Oil Retreats Again as Traders Take Stock of Ukraine Crisis, Iran
(Bloomberg) -- Oil headed for a weekly loss as investors weighed the crisis over Ukraine and the possibility that Iran’s nuclear deal may be revived.
West Texas Intermediate fell below $90 a barrel, extending Thursday’s 2% drop. The U.S. crude benchmark is on course for its first weekly decline this year, ending an eight-week run of gains.
After the U.S. ramped up warnings in recent days of a possible Russian attack on Ukraine, U.S. Secretary of State Antony Blinken and Russia Foreign Minister Sergei Lavrov have agreed to meet for talks next week. Moscow said it has no plans to attack its smaller neighbor.

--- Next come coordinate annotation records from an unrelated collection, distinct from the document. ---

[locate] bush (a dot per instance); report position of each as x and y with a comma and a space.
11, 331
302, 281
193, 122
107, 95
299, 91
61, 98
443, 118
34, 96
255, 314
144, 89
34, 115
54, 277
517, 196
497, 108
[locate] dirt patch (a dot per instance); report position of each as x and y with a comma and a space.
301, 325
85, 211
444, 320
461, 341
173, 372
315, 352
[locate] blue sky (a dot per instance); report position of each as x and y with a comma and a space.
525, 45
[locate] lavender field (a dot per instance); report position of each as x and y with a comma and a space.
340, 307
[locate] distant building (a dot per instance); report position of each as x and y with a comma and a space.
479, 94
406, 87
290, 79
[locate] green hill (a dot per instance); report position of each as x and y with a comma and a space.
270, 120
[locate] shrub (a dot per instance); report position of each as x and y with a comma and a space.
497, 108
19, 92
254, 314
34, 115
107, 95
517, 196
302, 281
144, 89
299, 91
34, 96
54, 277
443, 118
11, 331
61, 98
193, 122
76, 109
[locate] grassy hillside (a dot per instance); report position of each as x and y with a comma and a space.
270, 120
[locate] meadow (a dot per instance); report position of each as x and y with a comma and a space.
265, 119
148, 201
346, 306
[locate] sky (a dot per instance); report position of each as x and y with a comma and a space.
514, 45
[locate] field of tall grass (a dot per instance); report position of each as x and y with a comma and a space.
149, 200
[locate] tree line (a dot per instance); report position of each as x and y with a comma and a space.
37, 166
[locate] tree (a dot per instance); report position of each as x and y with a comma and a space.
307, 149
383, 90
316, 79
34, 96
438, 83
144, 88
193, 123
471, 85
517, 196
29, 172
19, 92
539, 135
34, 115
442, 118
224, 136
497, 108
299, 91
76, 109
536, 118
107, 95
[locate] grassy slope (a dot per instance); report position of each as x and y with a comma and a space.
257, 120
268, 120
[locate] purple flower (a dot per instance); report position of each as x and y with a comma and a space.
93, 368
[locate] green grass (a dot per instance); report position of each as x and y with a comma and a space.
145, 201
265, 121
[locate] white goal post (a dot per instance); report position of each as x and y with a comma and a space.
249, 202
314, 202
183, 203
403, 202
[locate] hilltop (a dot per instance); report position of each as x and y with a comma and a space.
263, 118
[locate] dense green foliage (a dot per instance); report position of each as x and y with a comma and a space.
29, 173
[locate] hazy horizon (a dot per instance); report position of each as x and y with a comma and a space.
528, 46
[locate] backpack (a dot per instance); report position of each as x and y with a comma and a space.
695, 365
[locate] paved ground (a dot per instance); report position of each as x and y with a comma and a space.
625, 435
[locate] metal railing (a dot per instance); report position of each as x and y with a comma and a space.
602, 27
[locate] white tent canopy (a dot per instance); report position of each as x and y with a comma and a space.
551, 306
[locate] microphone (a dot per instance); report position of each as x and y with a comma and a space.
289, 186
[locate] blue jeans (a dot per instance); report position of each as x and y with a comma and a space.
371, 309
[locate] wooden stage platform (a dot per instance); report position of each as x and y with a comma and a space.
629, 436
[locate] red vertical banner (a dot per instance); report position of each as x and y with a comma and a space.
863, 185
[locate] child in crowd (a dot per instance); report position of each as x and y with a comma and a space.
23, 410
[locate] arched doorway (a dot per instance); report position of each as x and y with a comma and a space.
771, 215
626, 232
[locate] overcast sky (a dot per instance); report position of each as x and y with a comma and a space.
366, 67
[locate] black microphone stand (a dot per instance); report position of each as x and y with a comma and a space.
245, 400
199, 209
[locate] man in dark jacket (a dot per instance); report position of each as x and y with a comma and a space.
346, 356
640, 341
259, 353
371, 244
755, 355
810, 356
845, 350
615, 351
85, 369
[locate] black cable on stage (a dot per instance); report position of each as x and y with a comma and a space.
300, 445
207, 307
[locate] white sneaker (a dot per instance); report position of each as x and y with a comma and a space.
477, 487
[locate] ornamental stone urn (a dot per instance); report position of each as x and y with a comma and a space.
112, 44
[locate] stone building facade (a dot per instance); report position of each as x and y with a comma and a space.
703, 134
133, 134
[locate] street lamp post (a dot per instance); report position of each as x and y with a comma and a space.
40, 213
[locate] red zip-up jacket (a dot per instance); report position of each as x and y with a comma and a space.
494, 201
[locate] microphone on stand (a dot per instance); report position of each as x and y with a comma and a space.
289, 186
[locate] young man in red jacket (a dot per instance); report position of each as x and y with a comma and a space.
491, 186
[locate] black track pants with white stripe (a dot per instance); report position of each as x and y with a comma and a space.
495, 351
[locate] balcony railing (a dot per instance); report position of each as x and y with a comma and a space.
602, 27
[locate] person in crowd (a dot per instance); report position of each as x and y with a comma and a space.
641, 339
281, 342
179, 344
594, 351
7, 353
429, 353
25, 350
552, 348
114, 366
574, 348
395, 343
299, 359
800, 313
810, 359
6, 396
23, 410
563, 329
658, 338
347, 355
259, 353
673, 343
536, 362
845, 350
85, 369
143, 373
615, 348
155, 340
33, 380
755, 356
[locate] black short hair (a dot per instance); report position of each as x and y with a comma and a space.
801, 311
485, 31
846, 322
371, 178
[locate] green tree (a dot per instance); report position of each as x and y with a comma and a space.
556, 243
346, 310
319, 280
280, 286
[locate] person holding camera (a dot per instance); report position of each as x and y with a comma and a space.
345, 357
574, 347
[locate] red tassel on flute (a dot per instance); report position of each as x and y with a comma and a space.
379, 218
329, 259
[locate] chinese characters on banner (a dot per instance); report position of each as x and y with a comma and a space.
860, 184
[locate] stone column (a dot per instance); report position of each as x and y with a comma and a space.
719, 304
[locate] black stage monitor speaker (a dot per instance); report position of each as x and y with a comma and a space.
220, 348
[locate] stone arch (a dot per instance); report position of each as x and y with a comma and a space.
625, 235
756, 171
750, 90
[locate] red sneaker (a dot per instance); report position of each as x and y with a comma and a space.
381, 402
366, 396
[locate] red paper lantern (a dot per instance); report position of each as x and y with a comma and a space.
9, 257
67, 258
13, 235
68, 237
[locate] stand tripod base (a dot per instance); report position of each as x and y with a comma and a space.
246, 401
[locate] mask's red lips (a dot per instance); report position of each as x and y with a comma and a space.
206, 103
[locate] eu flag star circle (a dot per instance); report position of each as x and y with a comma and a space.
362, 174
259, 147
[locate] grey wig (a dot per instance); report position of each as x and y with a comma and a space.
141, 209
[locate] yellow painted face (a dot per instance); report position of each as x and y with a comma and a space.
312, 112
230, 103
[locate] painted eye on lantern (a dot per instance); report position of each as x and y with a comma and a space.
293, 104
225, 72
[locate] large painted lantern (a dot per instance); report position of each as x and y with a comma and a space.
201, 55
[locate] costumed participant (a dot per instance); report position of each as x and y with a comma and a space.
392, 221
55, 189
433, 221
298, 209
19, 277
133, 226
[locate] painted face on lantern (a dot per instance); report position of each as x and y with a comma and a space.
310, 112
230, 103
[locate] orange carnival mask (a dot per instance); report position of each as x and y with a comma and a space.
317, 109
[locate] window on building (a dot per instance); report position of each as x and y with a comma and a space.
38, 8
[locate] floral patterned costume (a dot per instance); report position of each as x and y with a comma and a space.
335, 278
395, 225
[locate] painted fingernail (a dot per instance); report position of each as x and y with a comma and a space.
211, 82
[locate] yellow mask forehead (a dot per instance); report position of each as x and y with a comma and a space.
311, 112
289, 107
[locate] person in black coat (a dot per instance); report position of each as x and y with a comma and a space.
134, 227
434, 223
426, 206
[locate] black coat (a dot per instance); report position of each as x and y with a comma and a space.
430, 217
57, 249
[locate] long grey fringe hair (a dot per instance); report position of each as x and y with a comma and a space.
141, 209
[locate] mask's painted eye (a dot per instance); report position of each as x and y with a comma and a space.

Crude remains close to the highest since 2014 after a blistering rally underpinned by roaring demand, constrained supply, and declining inventories. The market’s pricing structure still points to robust demand for physical barrels, with traders willing to pay steep premiums for near-term supplies.
There’s mounting speculation Iran’s nuclear deal may be revived, potentially paving the way for the removal of U.S. sanctions on the nation’s crude exports. Earlier this week, Tehran’s top negotiator, Ali Bagheri Kani, tweeted that efforts to restore the deal are “closer than ever” to an agreement.
“The Ukraine crisis is taking a back seat to the prospect of Iranian barrels flooding the market,” said Stephen Brennock, an analyst at brokerage PVM Oil Associates. “For all the talk of war and conflict, market players remain unconvinced. This is perhaps why the geopolitical risk premium is starting to wane.”
Issues surrounding Iran’s nuclear accord are set to be discussed at a key transatlantic security meeting in Munich this weekend. A lifting of sanctions on oil shipments from the Persian Gulf producer would be a later phase of the agreement, Reuters reported, citing a draft text and unidentified diplomats.